Fig. 40.1
(a) SILSTM port (Covidien) and laparoscope positioning during single-port left retroperitoneal laparoscopic surgery. (b) GelPOINT (Applied Medical) and laparoscope positioning during single-port left retroperitoneal laparoscopic surgery. (c) Intraoperative view. Using a flexible laparoscopic instrument (Covidien), laparoscopic surgery was performed by the retroperitoneal technique in all cases. (a): the left renal artery. (d) The wound (3.5 cm) 1 month after surgery
The renal hilum was approached initially, and the renal artery and vein were sequentially controlled with clip-ligation (Hem-o-lok, McMedical, Tokyo, Japan). When L- and XL-type clip-ligation is necessary, the 5-mm port is temporarily changed to a 12-mm port (Fig. 40.2). For patients undergoing nephrectomy, concomitant adrenalectomy was performed in patients with an upper pole tumor or with radiographic evidence of adrenal involvement.
Fig. 40.2
Learning curve
40.3 Learning Curve
Total operative times for the 20 single-port retroperitoneal laparoscopic nephrectomies (SPRLN) are demonstrated in Fig. 40.2. Operative time gradually decreased in about the first 5 cases and remained stable in the next 15 cases.
40.4 Comparative Outcomes Between Single-Port and Standard Retroperitoneal Laparoscopic Radical Nephrectomy
Twenty patients with renal cell carcinoma entered our SPRLN, and 12 patients with renal cell carcinoma entered our standard retroperitoneal laparoscopic nephrectomy (SRLN) between April 2010 and March 2013.

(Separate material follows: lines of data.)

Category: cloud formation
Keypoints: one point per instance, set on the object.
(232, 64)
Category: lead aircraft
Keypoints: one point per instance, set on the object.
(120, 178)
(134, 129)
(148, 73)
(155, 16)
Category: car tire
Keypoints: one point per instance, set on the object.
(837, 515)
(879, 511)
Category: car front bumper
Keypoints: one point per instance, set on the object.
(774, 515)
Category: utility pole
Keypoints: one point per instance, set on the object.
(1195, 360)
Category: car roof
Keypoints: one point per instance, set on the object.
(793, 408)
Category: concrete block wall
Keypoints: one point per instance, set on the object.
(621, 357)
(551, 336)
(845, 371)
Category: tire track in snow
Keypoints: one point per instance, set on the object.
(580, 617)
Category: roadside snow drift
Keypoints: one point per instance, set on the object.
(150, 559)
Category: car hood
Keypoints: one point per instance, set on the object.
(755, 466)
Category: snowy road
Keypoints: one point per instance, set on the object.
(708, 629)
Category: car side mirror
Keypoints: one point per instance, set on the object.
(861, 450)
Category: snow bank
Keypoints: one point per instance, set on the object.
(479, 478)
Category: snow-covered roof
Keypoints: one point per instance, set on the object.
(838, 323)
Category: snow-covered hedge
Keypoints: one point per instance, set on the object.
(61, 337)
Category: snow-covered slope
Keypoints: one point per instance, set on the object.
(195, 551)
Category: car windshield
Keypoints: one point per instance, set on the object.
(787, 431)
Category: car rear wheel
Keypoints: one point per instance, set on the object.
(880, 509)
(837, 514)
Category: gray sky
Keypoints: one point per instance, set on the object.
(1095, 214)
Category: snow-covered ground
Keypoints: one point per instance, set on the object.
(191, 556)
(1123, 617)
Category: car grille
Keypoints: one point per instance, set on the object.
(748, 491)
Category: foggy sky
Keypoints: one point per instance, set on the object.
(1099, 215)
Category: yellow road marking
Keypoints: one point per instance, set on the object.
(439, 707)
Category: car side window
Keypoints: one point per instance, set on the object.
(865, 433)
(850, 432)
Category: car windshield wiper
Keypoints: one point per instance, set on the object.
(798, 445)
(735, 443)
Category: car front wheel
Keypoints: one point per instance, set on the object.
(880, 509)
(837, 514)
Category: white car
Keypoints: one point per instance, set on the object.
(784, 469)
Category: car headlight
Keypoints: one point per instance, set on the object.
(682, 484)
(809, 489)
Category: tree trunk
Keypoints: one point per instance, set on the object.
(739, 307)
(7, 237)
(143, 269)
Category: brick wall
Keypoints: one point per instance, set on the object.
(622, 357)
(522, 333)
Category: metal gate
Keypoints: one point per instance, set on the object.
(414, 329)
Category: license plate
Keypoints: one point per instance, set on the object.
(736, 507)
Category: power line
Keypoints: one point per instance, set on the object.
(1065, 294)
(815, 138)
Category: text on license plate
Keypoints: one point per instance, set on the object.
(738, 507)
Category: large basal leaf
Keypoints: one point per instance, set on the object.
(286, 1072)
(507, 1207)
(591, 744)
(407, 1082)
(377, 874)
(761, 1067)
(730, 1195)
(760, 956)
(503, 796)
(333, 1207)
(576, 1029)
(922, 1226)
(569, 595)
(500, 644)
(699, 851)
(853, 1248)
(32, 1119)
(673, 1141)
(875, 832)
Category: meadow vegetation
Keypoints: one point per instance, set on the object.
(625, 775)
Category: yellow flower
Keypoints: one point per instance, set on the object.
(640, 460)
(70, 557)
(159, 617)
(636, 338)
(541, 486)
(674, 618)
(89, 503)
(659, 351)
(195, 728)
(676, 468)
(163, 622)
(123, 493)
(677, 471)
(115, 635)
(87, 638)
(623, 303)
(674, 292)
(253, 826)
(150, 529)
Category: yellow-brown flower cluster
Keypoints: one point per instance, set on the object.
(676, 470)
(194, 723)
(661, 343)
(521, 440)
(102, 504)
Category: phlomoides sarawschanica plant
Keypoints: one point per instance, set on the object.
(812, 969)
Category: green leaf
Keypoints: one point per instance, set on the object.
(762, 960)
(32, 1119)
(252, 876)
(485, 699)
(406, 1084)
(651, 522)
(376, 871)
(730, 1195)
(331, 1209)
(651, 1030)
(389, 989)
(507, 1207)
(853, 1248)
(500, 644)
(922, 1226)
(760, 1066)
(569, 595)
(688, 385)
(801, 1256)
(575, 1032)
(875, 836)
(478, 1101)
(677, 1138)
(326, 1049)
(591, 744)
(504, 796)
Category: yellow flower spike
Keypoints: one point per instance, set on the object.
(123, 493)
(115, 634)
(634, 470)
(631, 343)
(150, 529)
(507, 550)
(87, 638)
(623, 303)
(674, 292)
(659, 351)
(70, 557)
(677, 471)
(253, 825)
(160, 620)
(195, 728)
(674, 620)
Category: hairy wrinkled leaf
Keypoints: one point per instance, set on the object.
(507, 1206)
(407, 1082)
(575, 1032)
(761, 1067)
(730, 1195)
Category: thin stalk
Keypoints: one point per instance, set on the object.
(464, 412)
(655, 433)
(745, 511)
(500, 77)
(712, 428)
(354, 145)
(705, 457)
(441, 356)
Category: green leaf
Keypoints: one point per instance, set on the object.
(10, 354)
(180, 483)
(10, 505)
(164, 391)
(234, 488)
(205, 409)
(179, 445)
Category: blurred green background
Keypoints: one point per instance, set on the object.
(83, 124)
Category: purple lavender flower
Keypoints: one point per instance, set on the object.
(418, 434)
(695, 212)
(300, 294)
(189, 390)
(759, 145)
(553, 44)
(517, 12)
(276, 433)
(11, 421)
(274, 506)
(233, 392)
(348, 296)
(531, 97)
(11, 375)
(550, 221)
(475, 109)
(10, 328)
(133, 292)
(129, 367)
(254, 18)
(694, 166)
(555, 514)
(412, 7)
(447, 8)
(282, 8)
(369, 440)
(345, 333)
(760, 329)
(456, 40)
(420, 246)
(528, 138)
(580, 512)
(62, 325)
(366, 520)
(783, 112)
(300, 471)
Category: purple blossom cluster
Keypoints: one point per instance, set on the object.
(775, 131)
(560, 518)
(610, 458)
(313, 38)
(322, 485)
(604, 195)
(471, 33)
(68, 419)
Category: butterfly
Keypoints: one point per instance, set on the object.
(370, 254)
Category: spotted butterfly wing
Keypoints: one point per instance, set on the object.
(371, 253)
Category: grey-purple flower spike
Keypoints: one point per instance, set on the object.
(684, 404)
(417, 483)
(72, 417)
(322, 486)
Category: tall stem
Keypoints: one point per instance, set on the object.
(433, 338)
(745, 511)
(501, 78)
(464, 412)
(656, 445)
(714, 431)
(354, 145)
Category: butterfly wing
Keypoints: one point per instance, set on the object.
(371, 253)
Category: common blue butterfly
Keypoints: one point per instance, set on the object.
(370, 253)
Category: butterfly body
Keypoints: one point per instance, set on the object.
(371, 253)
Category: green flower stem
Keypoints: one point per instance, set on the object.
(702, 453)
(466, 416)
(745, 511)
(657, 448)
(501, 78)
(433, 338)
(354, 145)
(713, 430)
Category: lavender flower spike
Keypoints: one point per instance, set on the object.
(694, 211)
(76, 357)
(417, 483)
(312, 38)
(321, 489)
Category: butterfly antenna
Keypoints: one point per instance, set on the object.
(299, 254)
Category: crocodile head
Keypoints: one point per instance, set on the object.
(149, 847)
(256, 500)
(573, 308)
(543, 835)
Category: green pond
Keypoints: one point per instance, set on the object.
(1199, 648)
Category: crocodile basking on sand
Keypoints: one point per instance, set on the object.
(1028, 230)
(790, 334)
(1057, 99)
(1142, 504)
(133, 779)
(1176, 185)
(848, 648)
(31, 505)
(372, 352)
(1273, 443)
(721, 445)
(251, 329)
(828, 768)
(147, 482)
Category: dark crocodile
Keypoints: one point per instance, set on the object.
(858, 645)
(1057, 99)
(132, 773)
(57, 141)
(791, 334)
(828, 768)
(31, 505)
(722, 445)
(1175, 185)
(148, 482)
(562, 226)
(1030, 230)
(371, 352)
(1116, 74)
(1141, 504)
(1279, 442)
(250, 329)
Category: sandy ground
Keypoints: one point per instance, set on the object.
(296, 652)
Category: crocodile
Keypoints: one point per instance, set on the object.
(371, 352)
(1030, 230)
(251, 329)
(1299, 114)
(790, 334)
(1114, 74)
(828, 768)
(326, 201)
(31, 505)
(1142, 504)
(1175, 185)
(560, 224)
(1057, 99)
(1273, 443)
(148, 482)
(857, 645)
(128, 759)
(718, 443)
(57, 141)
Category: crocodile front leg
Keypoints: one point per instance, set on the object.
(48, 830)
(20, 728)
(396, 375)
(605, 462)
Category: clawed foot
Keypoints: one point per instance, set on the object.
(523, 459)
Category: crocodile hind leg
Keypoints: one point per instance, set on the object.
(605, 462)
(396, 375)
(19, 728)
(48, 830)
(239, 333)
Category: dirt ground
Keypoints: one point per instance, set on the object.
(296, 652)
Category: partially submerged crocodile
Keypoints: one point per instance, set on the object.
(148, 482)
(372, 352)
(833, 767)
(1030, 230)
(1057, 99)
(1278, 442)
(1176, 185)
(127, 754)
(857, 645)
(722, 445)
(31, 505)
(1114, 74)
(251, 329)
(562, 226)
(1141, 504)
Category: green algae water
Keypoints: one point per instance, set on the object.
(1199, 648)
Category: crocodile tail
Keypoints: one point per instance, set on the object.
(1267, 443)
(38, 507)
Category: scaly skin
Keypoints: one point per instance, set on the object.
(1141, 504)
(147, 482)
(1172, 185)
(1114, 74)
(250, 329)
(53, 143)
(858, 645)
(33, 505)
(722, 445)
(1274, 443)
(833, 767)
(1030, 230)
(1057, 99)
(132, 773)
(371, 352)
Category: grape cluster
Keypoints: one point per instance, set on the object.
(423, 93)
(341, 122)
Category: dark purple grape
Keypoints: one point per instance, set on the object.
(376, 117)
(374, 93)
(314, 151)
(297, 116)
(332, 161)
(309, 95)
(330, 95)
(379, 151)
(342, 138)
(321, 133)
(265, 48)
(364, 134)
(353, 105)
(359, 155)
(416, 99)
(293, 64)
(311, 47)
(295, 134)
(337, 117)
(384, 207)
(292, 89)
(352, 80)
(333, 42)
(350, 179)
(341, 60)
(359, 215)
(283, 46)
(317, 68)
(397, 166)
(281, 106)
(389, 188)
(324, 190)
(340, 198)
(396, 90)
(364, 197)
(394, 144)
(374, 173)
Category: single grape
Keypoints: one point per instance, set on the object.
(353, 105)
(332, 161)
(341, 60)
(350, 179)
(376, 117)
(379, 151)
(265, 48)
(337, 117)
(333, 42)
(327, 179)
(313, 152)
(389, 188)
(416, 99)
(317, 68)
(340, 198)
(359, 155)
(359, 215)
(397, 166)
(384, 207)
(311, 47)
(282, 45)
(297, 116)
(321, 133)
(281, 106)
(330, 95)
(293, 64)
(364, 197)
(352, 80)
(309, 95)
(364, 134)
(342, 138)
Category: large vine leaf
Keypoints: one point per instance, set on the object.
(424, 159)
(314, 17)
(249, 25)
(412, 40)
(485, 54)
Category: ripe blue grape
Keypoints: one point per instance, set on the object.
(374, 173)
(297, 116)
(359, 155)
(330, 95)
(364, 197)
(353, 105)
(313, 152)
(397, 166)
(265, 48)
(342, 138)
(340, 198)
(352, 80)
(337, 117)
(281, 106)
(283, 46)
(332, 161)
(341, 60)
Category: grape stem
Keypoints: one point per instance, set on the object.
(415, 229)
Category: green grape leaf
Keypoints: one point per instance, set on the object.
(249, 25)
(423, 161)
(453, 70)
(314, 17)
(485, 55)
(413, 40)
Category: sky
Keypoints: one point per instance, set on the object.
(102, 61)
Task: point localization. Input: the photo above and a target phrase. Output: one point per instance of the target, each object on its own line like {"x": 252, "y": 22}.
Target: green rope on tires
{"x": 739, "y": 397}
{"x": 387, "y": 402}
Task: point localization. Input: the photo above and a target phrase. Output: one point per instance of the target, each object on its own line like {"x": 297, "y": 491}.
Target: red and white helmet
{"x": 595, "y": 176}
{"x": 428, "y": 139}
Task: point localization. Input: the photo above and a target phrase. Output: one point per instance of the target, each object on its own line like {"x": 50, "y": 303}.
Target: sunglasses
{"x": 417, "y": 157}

The intra- and early postoperative data are summarized in Table 40.1. Three patients undergoing nephrectomy had previously undergone open intra-abdominal procedures. SPRLN was completed in all patients without conversion to standard laparoscopy or open surgery. No intraoperative or acute postoperative complications occurred.
Table 40.1
Demographic and comparative outcomes between single-port and standard retroperitoneal laparoscopic surgery
Single-port laparoscopic nephrectomy (n = 20) | Standard laparoscopic nephrectomy (n = 14) | p | |
---|---|---|---|
Mean age | 66.2 (52–81) | 67.8 (59–79) | 0.142 |
Sex (males/females) | 11/9 | 9/5 | 0.259 |
Mean BMI (kg/m2) | 21.5 (19.8–29.6) | 23.0 (23.1–27.5) | 0.279 |
Operative side (right/left) | 3/17 | 5/9 | 0.555 |
Mean OR time (min) | 253.0 (158–485) | 245.0 (176–268) | 0.141 |
Mean EBL (mL) | 101.5 (3–198) | 166.8 (56–369) | 0.027 |
No. blood transfusions | 0 | 0 | |
Mean start to eat (days) | 3.1 (3–5) | 3.5 (3–6) | 0.385 |
Mean Foley catheter removal (days) | 3.6 (2–6) | 3.4 (2–6) | 0.267 |
Mean hospital stay (days) | 11.4 (7–15) | 13.5 (9–13) | 0.241 |
Mean VAPS at discharge | 1.5/10 | 2.4/10 | 0.016 |
Complications | – | – | |
T stage | |||
T1 | 9 (45.0 %) | 9 (64.3 %) | 0.544 |
T2 | 1 (55.0 %) | 5 (35.7 %) | |
N stage | |||
N0 (%) | 11 (100) | 12 (100) | |
Histological subtype | |||
Clear cell type (%) | 19 (95.0) | 11 (92.9) | |
Chromophobe type (%) | 1 (5.0) | 1 (7.1) |
Patients who had undergone SRLN by the same surgeon were identified (Table 40.1). When the SPRLN group was retrospectively compared with the group who had undergone SRLN, no significant difference was noted with respect to age, BMI, operation time, time to resume oral intake, catheter removal, or duration of postoperative hospital stay (p > 0.05). EBL in the SPRLN group was significantly less than that of SRLN (p = 0.027). A significant difference in favor of SPRLN group was noted with respect to the VAPS score at discharge (p = 0.016).
40.5 Discussion
The first report of SPLS within the field of urology was reported by Rane et al. in abstract form at the 2007 World Congress of Endourology [2]. Desai et al. [7] reported the initial 100 patients (nephrectomy, nephroureterectomy, pyeloplasty, prostatectomy, etc.) who underwent SPLS. Desai et al. [7] and White et al. [8] concluded that SPLS is feasible, offers improved cosmesis, and may offer decreased pain.